I'm involved in some B2B APIs and one of our partners wishes to explore the idea of using letsencrypt as MTLS authentication claim.
This obviously rules out matching certs on issuer or thumbprint..
Do you see any risks with matching the certificate by CN/Subject?
My understanding is that the subject is part of the SAN and still subject to verification of ownership.
Would you see any issues with validating an MTLS connection purely based on Issuer & Subject/CN name?
The CN field on certificates is officially deprecated, and is likely going to be removed at some point in the near future. Now is not the time to start relying on it.
Browser root programs have indicated they’d like CAs to split client and server CAs in the future as well, so there’s some compatibility risk there too but that’s longer term.
Checking SANs on client certificates for a B2B API is relatively common, and is certainly not the worst case.
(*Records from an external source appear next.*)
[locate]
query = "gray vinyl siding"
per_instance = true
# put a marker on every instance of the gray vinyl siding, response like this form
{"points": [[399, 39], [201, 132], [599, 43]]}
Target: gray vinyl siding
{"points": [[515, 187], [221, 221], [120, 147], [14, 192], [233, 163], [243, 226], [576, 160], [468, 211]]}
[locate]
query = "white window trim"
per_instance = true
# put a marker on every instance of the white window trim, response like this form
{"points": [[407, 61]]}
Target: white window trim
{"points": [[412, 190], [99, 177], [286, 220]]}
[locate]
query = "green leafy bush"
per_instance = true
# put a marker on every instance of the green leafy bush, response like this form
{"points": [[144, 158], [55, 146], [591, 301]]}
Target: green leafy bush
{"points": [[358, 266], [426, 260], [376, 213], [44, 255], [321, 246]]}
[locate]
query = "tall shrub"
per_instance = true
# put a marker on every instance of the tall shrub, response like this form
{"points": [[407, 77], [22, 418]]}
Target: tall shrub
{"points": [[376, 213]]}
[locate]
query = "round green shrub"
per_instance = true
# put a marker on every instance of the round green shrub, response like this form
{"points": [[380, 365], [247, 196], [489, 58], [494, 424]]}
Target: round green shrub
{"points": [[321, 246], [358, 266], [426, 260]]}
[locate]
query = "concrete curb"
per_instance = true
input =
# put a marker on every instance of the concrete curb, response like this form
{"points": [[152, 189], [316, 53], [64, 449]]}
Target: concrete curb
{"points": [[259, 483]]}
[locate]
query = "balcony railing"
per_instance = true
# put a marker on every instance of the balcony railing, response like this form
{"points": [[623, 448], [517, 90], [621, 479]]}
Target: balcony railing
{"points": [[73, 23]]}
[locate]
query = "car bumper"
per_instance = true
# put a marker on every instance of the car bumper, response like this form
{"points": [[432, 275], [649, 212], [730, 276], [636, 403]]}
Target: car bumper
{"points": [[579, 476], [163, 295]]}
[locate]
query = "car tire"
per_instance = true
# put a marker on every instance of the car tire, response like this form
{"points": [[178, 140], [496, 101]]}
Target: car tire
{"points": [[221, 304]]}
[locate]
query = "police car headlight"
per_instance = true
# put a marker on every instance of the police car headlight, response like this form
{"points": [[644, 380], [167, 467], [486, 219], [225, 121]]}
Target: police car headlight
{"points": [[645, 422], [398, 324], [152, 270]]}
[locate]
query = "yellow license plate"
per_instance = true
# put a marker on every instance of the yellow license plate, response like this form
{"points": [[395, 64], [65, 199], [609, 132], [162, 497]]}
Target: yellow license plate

But realistically you’re probably going to have a better time using a private PKI or authenticating with hashes of self-signed certificates, which avoids many issues with parsing and authorization bugs that you may have.
I believe one convention with mtls client certificates is to control the issuance yourself, that way you are checking the cert is valid and known at the same time, or require clients upload the public certs the intend to use.
Cloud API gateways etc usually require you to upload the specific public certs that will be accepted (rather than just matching a name).
You should ideally also use a shared secret or other public/private key pair that you have given the client (and that you can revoke) so you're not just relying on the certificate to authenticate the caller, but that depends on how secure you need things to be, e.g. if you are dealing with private customer data you definitely want more security, if you're just offering a stock ticker data API then maybe not so much.
Also worth stating that mTLS is more than validating a presented certificate, it's an actual conversation whereby you prove that the client holds the private key to the cert that they say they have. Anyone can have the public key cert (e.g. you could download googles public cert from crt.sh | 3144337544l) but only the real key holder can provide the correct answer to prove it holds the private key : Mutual authentication - Wikipedia
Thanks for your input,
Yeah looks like CNs and LetsEncrypt is not a good fit in general.
@webprofusion:
this would be for restricted data.
We do not like the idea of controlling issuance as the secret would have to pass from us to B2B third party creating more challenges regarding the transmission channel like trail, people, encryption
So far, our preferred method is publicly issued certs with 1 year validity or certs issued by third party's internal root CA.
There are many additional authentication mechanisms at play (ip whitelisting, secret headers, JWT bearer tokens etc)
(I don't have any confusion with mutual-tls btw)
Ok, you will likely need to pay for 1yr client certs from a CA and presumably your clients will need to be the ones acquiring those, they will then need to register their cert with you so you can associated it with them.
Personally, I'd run a private CA instead. That way you control certificate lifetime. You could still run a private ACME-enabled CA (using step-ca etc) that issues client certs without you knowing the clients private key. You can host this yourself or use cloud (API proxying) services like smallstep certificate manager.
Are those renewals automated?
If so, then the [1 year / 90 day] timeframe is not relevant.
If it all has to be done manually, then you might want to look into automating it.
[perhaps reusing the same private key could help]
@jple I feel like I see this suggestion a lot everywhere... do you think smallstep would like to make a landing page or FAQ or something about patterns for using step-ca for client authentication?
... because I agree with @webprofusion that Let's Encrypt usually isn't great for client authentication and that step-ca usually is!
This topic was automatically closed 30 days after the last reply. New replies are no longer allowed.